A step of forming a film on the amorphous silicon layer by vapor deposition in an atmosphere having an oxygen partial pressure of less than 0.1 Pa using the target ( S122 ).

(step S121)

First, a target for film formation to be used in the subsequent step S120 is prepared.

The target consists of a crystalline C12A7 electron compound.

(Crystalline C12A7)

In the present application, "crystalline C12A7" means a crystal of 12CaO·7Al ₂ O ₃ and an isotype compound having a crystal structure equivalent thereto. The mineral name of this compound is "Mayenite".

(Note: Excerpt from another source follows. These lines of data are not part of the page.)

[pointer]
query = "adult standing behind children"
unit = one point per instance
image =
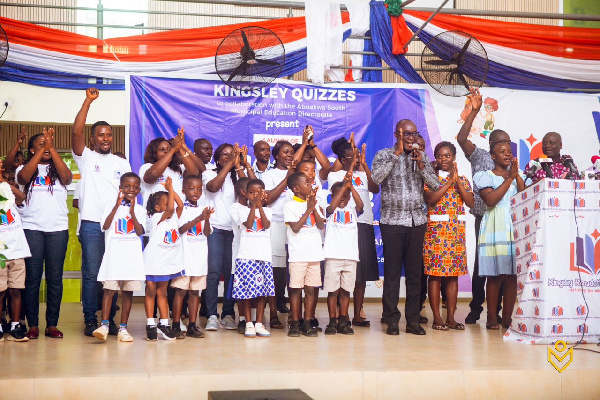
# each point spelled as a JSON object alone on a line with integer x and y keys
{"x": 403, "y": 223}
{"x": 44, "y": 179}
{"x": 481, "y": 160}
{"x": 100, "y": 176}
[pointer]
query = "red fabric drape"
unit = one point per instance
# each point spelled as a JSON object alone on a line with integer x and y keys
{"x": 161, "y": 46}
{"x": 557, "y": 41}
{"x": 401, "y": 34}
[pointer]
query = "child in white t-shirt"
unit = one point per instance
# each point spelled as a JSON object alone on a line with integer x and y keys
{"x": 253, "y": 277}
{"x": 304, "y": 219}
{"x": 122, "y": 266}
{"x": 163, "y": 257}
{"x": 341, "y": 253}
{"x": 194, "y": 226}
{"x": 12, "y": 275}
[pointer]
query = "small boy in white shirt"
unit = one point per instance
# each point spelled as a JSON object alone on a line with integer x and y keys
{"x": 341, "y": 253}
{"x": 304, "y": 220}
{"x": 12, "y": 274}
{"x": 122, "y": 265}
{"x": 194, "y": 226}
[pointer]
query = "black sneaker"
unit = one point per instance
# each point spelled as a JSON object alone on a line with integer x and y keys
{"x": 17, "y": 335}
{"x": 113, "y": 329}
{"x": 314, "y": 323}
{"x": 308, "y": 330}
{"x": 193, "y": 331}
{"x": 178, "y": 333}
{"x": 166, "y": 332}
{"x": 241, "y": 326}
{"x": 331, "y": 328}
{"x": 151, "y": 332}
{"x": 294, "y": 330}
{"x": 90, "y": 327}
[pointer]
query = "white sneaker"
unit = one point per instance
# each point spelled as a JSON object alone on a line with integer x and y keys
{"x": 212, "y": 324}
{"x": 229, "y": 323}
{"x": 124, "y": 336}
{"x": 101, "y": 333}
{"x": 261, "y": 331}
{"x": 250, "y": 331}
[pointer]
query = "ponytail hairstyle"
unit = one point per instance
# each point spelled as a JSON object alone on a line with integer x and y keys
{"x": 217, "y": 154}
{"x": 153, "y": 200}
{"x": 51, "y": 168}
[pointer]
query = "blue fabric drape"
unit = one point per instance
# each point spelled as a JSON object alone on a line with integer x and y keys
{"x": 381, "y": 32}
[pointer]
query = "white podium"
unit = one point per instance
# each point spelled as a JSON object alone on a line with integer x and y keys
{"x": 557, "y": 232}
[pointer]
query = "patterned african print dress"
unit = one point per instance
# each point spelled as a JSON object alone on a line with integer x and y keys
{"x": 444, "y": 250}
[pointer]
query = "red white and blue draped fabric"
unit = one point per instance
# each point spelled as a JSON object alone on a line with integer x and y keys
{"x": 55, "y": 58}
{"x": 525, "y": 56}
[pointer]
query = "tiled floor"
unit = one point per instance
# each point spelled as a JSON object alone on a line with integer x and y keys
{"x": 472, "y": 364}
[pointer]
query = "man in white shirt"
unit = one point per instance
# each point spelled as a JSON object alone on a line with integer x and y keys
{"x": 100, "y": 175}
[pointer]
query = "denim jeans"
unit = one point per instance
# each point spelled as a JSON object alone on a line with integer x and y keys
{"x": 219, "y": 262}
{"x": 91, "y": 238}
{"x": 48, "y": 250}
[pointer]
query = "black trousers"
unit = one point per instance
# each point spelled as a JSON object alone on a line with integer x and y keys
{"x": 402, "y": 245}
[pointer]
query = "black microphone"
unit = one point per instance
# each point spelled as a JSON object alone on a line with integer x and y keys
{"x": 569, "y": 164}
{"x": 546, "y": 162}
{"x": 415, "y": 148}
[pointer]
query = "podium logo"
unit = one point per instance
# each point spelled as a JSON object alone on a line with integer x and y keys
{"x": 585, "y": 254}
{"x": 559, "y": 356}
{"x": 557, "y": 311}
{"x": 553, "y": 201}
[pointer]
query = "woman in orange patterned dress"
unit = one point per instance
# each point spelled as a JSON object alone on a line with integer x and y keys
{"x": 444, "y": 250}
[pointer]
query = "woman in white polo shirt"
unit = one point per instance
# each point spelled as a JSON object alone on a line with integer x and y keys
{"x": 44, "y": 179}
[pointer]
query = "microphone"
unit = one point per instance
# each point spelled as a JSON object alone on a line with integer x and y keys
{"x": 415, "y": 148}
{"x": 534, "y": 167}
{"x": 569, "y": 164}
{"x": 546, "y": 162}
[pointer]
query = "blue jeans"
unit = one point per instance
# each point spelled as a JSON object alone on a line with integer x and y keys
{"x": 219, "y": 262}
{"x": 91, "y": 238}
{"x": 47, "y": 249}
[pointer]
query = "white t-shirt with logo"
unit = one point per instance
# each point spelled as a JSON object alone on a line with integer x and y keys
{"x": 361, "y": 185}
{"x": 146, "y": 189}
{"x": 11, "y": 233}
{"x": 272, "y": 178}
{"x": 255, "y": 242}
{"x": 123, "y": 259}
{"x": 221, "y": 200}
{"x": 45, "y": 210}
{"x": 100, "y": 179}
{"x": 341, "y": 235}
{"x": 306, "y": 245}
{"x": 195, "y": 245}
{"x": 163, "y": 254}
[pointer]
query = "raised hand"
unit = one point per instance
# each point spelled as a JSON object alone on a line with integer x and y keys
{"x": 475, "y": 99}
{"x": 169, "y": 184}
{"x": 92, "y": 93}
{"x": 514, "y": 169}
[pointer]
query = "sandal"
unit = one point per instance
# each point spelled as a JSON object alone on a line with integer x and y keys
{"x": 362, "y": 323}
{"x": 458, "y": 326}
{"x": 275, "y": 323}
{"x": 442, "y": 327}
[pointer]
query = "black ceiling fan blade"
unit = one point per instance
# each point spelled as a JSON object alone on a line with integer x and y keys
{"x": 240, "y": 68}
{"x": 268, "y": 62}
{"x": 462, "y": 79}
{"x": 437, "y": 62}
{"x": 459, "y": 58}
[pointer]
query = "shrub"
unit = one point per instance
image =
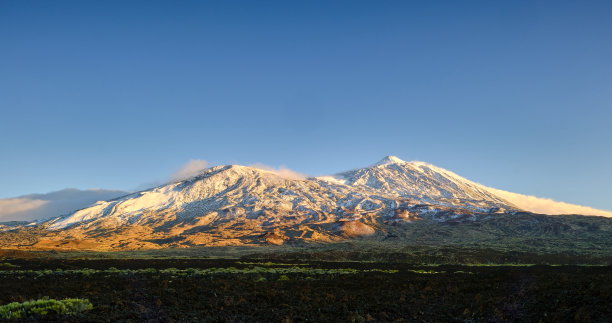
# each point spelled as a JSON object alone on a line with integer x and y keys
{"x": 68, "y": 306}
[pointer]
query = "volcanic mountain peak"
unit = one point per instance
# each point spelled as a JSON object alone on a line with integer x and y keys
{"x": 389, "y": 160}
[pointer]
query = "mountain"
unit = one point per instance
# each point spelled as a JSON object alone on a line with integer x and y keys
{"x": 39, "y": 206}
{"x": 239, "y": 205}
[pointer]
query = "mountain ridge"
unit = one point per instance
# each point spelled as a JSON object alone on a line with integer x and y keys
{"x": 242, "y": 205}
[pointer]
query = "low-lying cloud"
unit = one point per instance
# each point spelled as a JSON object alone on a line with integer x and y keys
{"x": 41, "y": 206}
{"x": 281, "y": 171}
{"x": 545, "y": 205}
{"x": 192, "y": 168}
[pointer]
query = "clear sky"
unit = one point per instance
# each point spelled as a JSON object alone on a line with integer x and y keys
{"x": 515, "y": 95}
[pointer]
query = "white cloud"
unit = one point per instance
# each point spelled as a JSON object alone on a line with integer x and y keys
{"x": 281, "y": 171}
{"x": 545, "y": 205}
{"x": 192, "y": 168}
{"x": 40, "y": 206}
{"x": 18, "y": 205}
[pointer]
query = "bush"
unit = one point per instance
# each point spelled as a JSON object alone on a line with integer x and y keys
{"x": 68, "y": 306}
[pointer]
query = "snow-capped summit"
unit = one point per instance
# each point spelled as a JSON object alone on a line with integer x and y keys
{"x": 389, "y": 160}
{"x": 421, "y": 181}
{"x": 236, "y": 204}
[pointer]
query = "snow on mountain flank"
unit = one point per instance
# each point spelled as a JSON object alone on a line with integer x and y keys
{"x": 238, "y": 205}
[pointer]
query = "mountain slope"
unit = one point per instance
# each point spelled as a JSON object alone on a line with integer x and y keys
{"x": 239, "y": 205}
{"x": 421, "y": 181}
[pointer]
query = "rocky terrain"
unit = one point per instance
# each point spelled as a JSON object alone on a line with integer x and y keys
{"x": 239, "y": 205}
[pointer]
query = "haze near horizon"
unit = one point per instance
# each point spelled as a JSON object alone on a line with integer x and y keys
{"x": 515, "y": 96}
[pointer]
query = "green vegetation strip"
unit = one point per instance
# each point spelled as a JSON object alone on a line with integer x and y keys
{"x": 67, "y": 306}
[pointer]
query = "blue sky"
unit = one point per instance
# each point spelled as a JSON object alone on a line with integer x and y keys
{"x": 117, "y": 94}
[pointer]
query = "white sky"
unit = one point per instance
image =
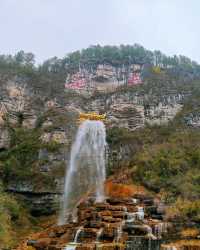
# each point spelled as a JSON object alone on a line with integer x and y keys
{"x": 55, "y": 27}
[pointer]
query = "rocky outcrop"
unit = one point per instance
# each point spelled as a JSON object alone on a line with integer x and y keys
{"x": 113, "y": 224}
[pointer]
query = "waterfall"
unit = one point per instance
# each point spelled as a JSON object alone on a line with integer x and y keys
{"x": 86, "y": 169}
{"x": 73, "y": 245}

The crystalline C12A7 in the present invention may be a compound in which a part or all of the Ca atoms and/or Al atoms of the C12A7 crystal skeleton are replaced by other atoms within the scope of maintaining the cage structure formed by the skeleton of the crystal lattice, and the compound in the cage. A compound of the same type in which some or all of the free oxygen ions are replaced by other anions. In addition, C12A7 is sometimes expressed as Ca ₁₂ Al ₁₄ O ₃₃ or Ca ₂₄ Al ₂₈ O ₆₆ .

The compound of the same type is not limited thereto, and the following compounds (1) to (5) can be illustrated, for example.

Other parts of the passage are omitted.